Prepare and reset for your next move
The world of commercial banking faces uncertainty today. As a result, it is difficult to make confident decisions about the medium-to-long term. However, Accenture believes commercial banks have an opportunity to reinvent themselves and reposition for the future.
Unlike in the 2008 financial crisis, banks today are well-capitalized and better prepared to withstand economic shocks. They have also shown strength and resilience in fending off new rivals such as fintechs. Now, we believe, the economic climate will favor cash-flush commercial banks with strong deposit bases as fintechs scramble for funding.

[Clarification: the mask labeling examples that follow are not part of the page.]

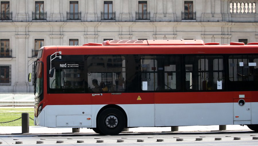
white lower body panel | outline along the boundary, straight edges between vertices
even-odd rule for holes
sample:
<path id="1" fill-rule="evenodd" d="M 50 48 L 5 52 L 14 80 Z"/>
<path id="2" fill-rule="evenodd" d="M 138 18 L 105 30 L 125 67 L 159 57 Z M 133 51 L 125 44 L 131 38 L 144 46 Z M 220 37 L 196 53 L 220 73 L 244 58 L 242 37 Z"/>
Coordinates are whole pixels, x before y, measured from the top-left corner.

The middle of 2023 may see the acceleration of the investment cycle which banks have been seeking for the better part of a decade. Those with strong balance sheets and a willingness to take calculated risks are likely to emerge from this period even stronger than they were going into it, equipped with broader, bolder capabilities to compete in the digital age.
Many banks will be cautious about investing before the macro-economic trajectory becomes clearer. The imperative for action will remain strong as leaders realize a lack of progress on digital transformation risks weakening their competitive advantage, slowing digital transformation, and failing to keep pace with the expectations of their customers. In the interest of providing a clearer view of the current environment and how it is likely to unfold, we offer six trends which we believe are likely to have the greatest impact on the industry in the next 12 months.
We believe these are the six critical business trends every commercial banker should consider as they plan for the year ahead.
Central banks worldwide have increased interest rates to levels not seen since before the financial crisis of 2008/9. The end of the 'borrower's market in credit is the macrotrend that sets the stage for the other commercial banking trends we expect to emerge in 2023. We believe that commercial banks will be able to manage the risks due to credit deterioration and serviceability challenges. They will also reap an interest income windfall from rising net income margins (NIMs). Leading institutions will invest their NIM bonus in enhanced capabilities that build competitive differentiation.
Commercial banks must complete the hard work of tech modernization as well as process and data simplification, all while maintaining a robust controls environment. They must also ensure their policies do not prevent meaningful progress and change.
Commercial banks are doubling down on data, advanced analytics and AI to make fast and well-informed decisions. Digitalization offers banks a way to simultaneously improve the customer experience and reduce operational costs. Leveraging Open Banking, application programming interfaces (APIs) and the cloud, meanwhile, enables commercial banks to create vibrant digital ecosystems, reach customers at scale and access new markets.